Authentication at a glance
Two auth schemes, used by different endpoint groups:
| Endpoints | Auth | Header |
|---|---|---|
Ingestion (/api/v1/{track,people,alias,batch}) | Project API key | x-api-key: sk_live_… (or sk_test_…) |
| Decision handshake, Switch / Config / Pulse / Catch reads from SDKs | Project API key | x-api-key: sk_live_… (or sk_test_…) |
| Dashboard / management API (CRUD on flags, configs, surveys, projects, members, etc.) | User JWT | Authorization: Bearer <jwt> |
| Deploy operations (release, patch, etc.) | Deploy token | Authorization: Bearer sk_deploy_… |
Full details on each scheme + key types: Authentication.
Environments
The engine resolves environment (live vs test) from the API key on every request. There's no environment header, no project ID in the URL — the key alone determines routing:
sk_live_…→liveenvironment of the matching projectsk_test_…→testenvironment of the matching project
This means: the same code path works for dev and prod; you just use a different key. See Environments and API keys.
Response format
Every endpoint returns JSON. The shape varies by endpoint, but two conventions hold across all of them:
Successful responses
Most endpoints return:
{
"ok": true,
"...": "endpoint-specific fields"
}Specific ingestion endpoints add fields like commands (heatmap self-healing hints) or events_received (batch counts).
Error responses
Every error follows the same shape:
{
"ok": false,
"error": "Human-readable message"
}The HTTP status code carries the type of failure; the error field carries the message. There's no machine-readable error code today — match on HTTP status.

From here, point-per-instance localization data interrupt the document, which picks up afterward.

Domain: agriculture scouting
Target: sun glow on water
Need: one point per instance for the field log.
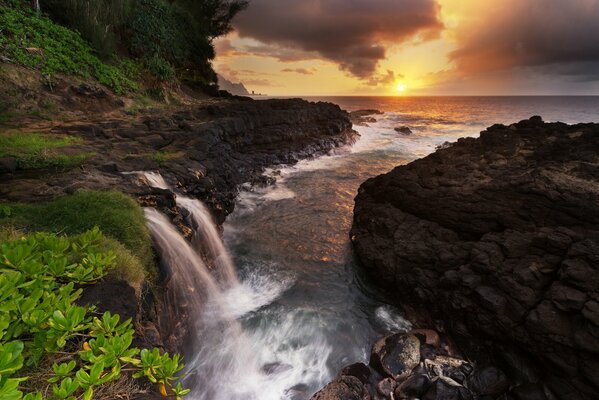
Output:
(400, 88)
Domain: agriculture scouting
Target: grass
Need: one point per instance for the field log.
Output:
(117, 215)
(35, 150)
(162, 157)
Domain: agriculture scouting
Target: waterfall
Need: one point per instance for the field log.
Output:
(206, 234)
(188, 273)
(229, 355)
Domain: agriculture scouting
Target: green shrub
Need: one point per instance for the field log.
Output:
(160, 68)
(96, 20)
(115, 213)
(35, 41)
(35, 150)
(40, 323)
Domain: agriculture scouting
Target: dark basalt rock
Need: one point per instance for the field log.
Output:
(395, 355)
(342, 388)
(440, 377)
(206, 152)
(404, 130)
(498, 237)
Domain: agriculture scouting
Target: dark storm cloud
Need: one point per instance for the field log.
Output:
(352, 33)
(303, 71)
(386, 79)
(559, 37)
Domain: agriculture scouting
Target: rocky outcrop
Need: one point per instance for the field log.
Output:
(498, 239)
(416, 365)
(207, 151)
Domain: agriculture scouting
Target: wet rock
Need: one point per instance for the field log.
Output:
(509, 257)
(113, 295)
(427, 336)
(358, 370)
(450, 367)
(404, 130)
(275, 368)
(342, 388)
(488, 381)
(529, 391)
(414, 386)
(386, 387)
(8, 164)
(395, 355)
(447, 389)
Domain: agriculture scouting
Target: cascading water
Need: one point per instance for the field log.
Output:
(223, 360)
(189, 282)
(206, 233)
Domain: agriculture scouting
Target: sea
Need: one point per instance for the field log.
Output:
(306, 307)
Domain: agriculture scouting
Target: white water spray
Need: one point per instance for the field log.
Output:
(205, 233)
(283, 357)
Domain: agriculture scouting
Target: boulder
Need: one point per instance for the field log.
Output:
(342, 388)
(404, 130)
(395, 355)
(488, 381)
(497, 238)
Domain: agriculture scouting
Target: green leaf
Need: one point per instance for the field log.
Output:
(11, 359)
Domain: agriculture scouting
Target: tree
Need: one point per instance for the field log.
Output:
(214, 16)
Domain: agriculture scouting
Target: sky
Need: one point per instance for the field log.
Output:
(414, 47)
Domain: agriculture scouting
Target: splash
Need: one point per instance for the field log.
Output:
(206, 234)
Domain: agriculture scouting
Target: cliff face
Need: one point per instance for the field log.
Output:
(206, 151)
(498, 238)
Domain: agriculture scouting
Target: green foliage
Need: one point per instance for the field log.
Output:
(96, 20)
(117, 215)
(39, 320)
(37, 42)
(213, 16)
(35, 150)
(164, 33)
(162, 157)
(160, 68)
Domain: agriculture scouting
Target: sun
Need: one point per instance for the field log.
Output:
(400, 88)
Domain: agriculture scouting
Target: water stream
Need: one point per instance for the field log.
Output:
(291, 306)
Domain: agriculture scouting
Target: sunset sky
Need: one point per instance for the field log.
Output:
(414, 47)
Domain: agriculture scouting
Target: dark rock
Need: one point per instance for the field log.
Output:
(110, 167)
(414, 386)
(8, 164)
(386, 387)
(451, 367)
(395, 355)
(509, 256)
(488, 381)
(427, 336)
(446, 389)
(529, 391)
(116, 296)
(359, 370)
(342, 388)
(404, 130)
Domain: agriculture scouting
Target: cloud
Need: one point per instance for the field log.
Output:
(354, 34)
(557, 36)
(302, 71)
(386, 79)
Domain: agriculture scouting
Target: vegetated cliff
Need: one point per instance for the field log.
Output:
(206, 151)
(497, 239)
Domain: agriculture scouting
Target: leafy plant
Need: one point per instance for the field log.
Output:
(40, 322)
(37, 42)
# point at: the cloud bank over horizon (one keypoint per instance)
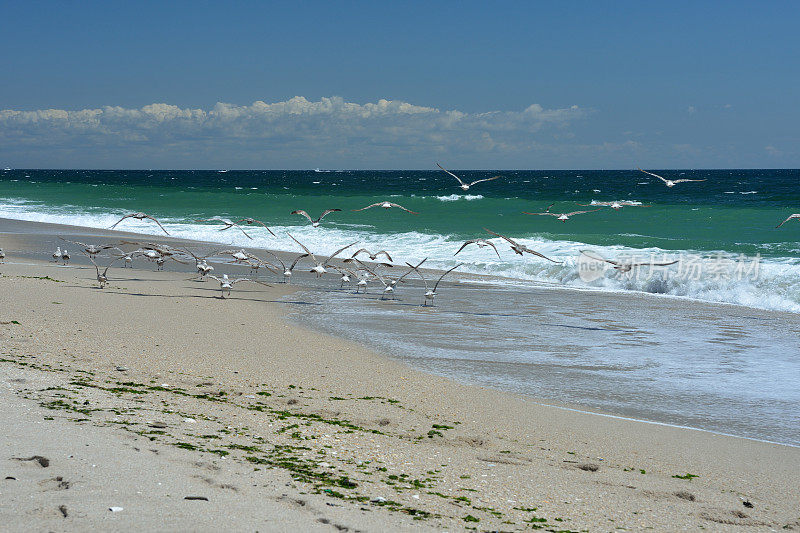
(294, 133)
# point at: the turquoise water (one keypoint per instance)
(732, 214)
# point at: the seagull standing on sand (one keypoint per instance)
(140, 216)
(386, 205)
(790, 217)
(563, 217)
(482, 243)
(314, 223)
(669, 183)
(430, 294)
(466, 186)
(319, 267)
(520, 248)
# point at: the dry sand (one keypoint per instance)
(155, 389)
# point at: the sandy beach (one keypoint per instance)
(192, 412)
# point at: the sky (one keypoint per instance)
(368, 85)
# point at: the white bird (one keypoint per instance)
(319, 267)
(563, 217)
(616, 205)
(790, 217)
(625, 266)
(520, 248)
(482, 243)
(466, 186)
(314, 223)
(372, 256)
(140, 216)
(669, 183)
(430, 293)
(226, 284)
(387, 205)
(90, 249)
(102, 278)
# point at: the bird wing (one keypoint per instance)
(403, 208)
(120, 220)
(369, 206)
(582, 212)
(484, 179)
(456, 177)
(157, 222)
(656, 175)
(787, 220)
(443, 275)
(326, 212)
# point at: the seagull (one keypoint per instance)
(563, 217)
(616, 205)
(250, 221)
(139, 216)
(102, 279)
(372, 256)
(520, 248)
(796, 215)
(90, 249)
(319, 267)
(314, 223)
(482, 243)
(226, 284)
(466, 186)
(623, 266)
(228, 225)
(430, 294)
(669, 183)
(387, 205)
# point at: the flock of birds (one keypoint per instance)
(351, 270)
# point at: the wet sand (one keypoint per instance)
(313, 430)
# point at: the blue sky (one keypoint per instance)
(477, 85)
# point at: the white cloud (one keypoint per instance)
(293, 128)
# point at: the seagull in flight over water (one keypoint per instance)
(466, 186)
(314, 223)
(140, 216)
(796, 215)
(520, 248)
(669, 183)
(563, 217)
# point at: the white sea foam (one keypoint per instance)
(777, 286)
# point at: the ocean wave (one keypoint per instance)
(775, 287)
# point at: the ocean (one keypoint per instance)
(730, 217)
(710, 342)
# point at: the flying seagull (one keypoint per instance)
(319, 267)
(796, 215)
(623, 266)
(466, 186)
(387, 205)
(314, 223)
(430, 294)
(669, 183)
(563, 217)
(140, 216)
(520, 248)
(482, 243)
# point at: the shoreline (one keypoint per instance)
(535, 451)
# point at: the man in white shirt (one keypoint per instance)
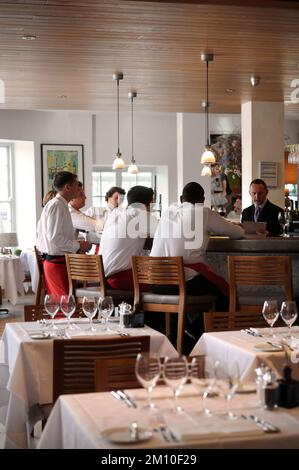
(124, 236)
(184, 231)
(81, 221)
(55, 235)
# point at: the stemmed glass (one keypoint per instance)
(52, 304)
(90, 308)
(68, 307)
(202, 375)
(175, 374)
(289, 313)
(148, 369)
(106, 307)
(270, 313)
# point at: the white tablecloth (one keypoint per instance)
(227, 346)
(27, 368)
(29, 266)
(77, 422)
(11, 277)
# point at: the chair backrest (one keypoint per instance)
(258, 271)
(37, 312)
(85, 268)
(74, 360)
(114, 374)
(41, 288)
(158, 270)
(229, 321)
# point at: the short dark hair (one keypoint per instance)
(259, 181)
(141, 194)
(193, 193)
(114, 189)
(62, 178)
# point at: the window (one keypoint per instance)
(103, 179)
(7, 219)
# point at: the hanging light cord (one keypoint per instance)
(118, 152)
(132, 159)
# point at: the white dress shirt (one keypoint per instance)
(55, 229)
(124, 236)
(84, 222)
(177, 236)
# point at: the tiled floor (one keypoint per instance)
(16, 313)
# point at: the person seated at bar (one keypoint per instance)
(184, 231)
(114, 198)
(262, 210)
(81, 221)
(125, 234)
(56, 234)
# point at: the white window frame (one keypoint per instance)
(11, 182)
(119, 173)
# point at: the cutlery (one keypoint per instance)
(126, 398)
(265, 424)
(275, 345)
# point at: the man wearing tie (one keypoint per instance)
(262, 210)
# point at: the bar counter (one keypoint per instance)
(220, 247)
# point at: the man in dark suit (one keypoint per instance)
(262, 210)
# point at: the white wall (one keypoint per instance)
(154, 145)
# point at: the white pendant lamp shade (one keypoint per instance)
(208, 157)
(118, 163)
(133, 168)
(206, 171)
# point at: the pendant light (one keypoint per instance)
(133, 168)
(118, 163)
(208, 157)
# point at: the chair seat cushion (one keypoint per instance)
(174, 299)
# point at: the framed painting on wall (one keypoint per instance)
(60, 157)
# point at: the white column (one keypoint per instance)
(262, 126)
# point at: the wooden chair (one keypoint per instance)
(89, 270)
(74, 360)
(37, 312)
(229, 321)
(86, 269)
(41, 288)
(151, 270)
(269, 276)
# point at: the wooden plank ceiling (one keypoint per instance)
(157, 45)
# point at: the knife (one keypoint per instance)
(126, 398)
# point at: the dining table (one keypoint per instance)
(101, 421)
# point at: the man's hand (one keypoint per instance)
(84, 246)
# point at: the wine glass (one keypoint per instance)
(68, 307)
(148, 369)
(202, 376)
(175, 374)
(106, 307)
(270, 313)
(228, 380)
(289, 313)
(90, 307)
(52, 304)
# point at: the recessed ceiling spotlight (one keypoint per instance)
(29, 37)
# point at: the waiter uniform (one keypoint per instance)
(56, 237)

Full status-code table + common messages: Errors.
Rate limits
Ingestion endpoints (per API key, or per IP if no key):
- 500 requests per minute
- Returns
429 Too Many Requestswith{ok: false, error: "Rate limit exceeded. Please wait a moment."} - No
Retry-AfterorX-RateLimit-*headers — back off client-side
Full details: Rate limits.
Endpoint groups
Auth
Authentication
Three key types, Origin/IP allowlists, JWT for dashboard, key rotation.
Limits
Rate limits
500/min per key. The 429 response and how to handle it.
Errors
Error format
{ok, error} shape, status-code table, common messages.
Ingestion
Track events
POST /api/v1/track — the busiest endpoint on the engine.
Ingestion
People profiles
POST /api/v1/people — set traits on a user.
Ingestion
Alias
POST /api/v1/alias — connect identifiers.
Ingestion
Batch
POST /api/v1/batch — track + people + alias in one request.
Reference
Payload reference
Every field on every ingestion shape, with types + defaults.
Per-product endpoints
These endpoints exist and are partially documented in the SDK pages but don't yet have their own dedicated reference pages — they'll get full coverage in a follow-up phase:
- Decision handshake —
GET /api/v1/handshake(called by every client SDK on session start; carries Switch + Config + Deploy + Catch + Analytics) - Switch —
GET/POST/PUT/DELETE /api/v1/switch/flags/...,POST /api/switch/halt-webhook,POST /api/switch/exposures - Config —
GET/POST/PUT/DELETE /api/v1/config/items/... - Pulse —
GET/POST /api/v1/pulse/surveys/... - Deploy —
POST /api/deploy/check,/api/deploy/report,/api/v1/deploy/releases/... - Catch —
POST /api/catch/{events,transactions,vitals,profiles},GET /api/v1/catch/issues,POST /api/v1/catch/symbols(upload) - Vision —
GET/POST /api/v1/vision/{boards,pages,roadmap,okr,initiatives,docs,...}(full surface listed in Vision overview) - Plan —
GET/POST /api/v1/plan/{boards,tickets,sprints,releases,workflows,pages,...}(full surface listed in Plan overview)
Versioning
The wire is versioned via the URL prefix — /api/v1/.... We have not broken v1 since launch and we don't intend to. When we eventually need an incompatible wire change, we'll ship v2 alongside v1 and run both for at least 18 months. See SDK versioning policy — the same rules apply to the engine.